# mon expérience aura duré trois ans (futur antérieur)



## duchevreuil

Buongiorno tutti,

Nel libro di memorie di Pascal Remy, _L'inspecteur se met à table_, c'è una frase in cui l'autore usa il futuro anteriore francese (_futur antérieur_):

"_Mon experiénce à _GaultMillau_, sous l'excellente tutelle du neveu d'Henri Gault,_ _*aura duré*_ _trois ans. On m'avait confié des enquêtes régionales dans un premier temps, puis l'encart régional Alsace-Lorraine dans un deuxième temps._"

Secondo quanto ho letto in diverse grammatiche, il _futur antérieur_ è spesso usato per sottolineare la natura peculiare di un dato evento del passato, riassumendolo nello stesso tempo. (Per esempio : "Cette année aura été fatale pour l'économie du pays".)

Non penso che il futuro anteriore italiano venga usato nello stesso modo di quello francese e per questo vorrei sapere come si tradurrebbe in italiano il _futur antérieur_ della frase citata sopra ("mon expérience aura duré trois ans").

Questa frase mi fa impazzire, spero dunque che qualcuno mi possa aiutare a interpretarla correttamente... Magari c'è qualcuno che possiede il libro in traduzione italiana?

Grazie


----------



## Corsicum

duchevreuil said:


> "_Mon experiénce __*aura duré*_ _trois ans. _"Cette année aura été fatale pour l'économie du pays


Une tentative simpliste dans l’attente d’avis de connaisseurs. Ne connaissant pas l’Italien, pour ce contexte précis détaillé, je ne comprend pas la différence avec le Français...à fortiori avec d'autres langues Italo Romanes ?... des erreurs sont donc très probables : 
_La mia esperienza _*avrà*_ *durato* tre anni / La mia esperienza *avrà* *durato* in tutto tre anni._
_Questo anno *sarà stato* disastroso per l'economia_


----------



## Necsus

Mah, per quel poco che ne so, non ci dovrebbero essere grandi differenze tra francese e italiano nell'uso del futuro anteriore, vi si ricorre per indicare il "passato nel futuro", cioè un fatto futuro anteriore rispetto a un altro fatto pure futuro.

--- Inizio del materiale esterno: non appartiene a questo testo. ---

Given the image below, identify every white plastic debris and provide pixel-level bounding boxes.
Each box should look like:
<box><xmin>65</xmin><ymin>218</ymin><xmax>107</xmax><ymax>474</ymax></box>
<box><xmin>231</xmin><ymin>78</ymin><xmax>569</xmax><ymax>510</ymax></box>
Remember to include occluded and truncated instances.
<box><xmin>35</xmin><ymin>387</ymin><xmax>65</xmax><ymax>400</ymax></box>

Oppure, e questo potrebbe forse essere il caso della tua frase, indica una supposizione, un dubbio, una deduzione (saranno state le dieci, quando siamo usciti).



Corsicum said:


> _La mia esperienza *sarà **durata* in tutto tre anni._


----------



## nestore

Concordo!


----------



## duchevreuil

Grazie a tutti voi che avete risposto !


----------



## L'equilibrista

Vai tranquillo col futuro anteriore anche in italiano.


----------



## duchevreuil

L'equilibrista said:


> Vai tranquillo col futuro anteriore anche in italiano.


 
Spero di sì... Grazie !


----------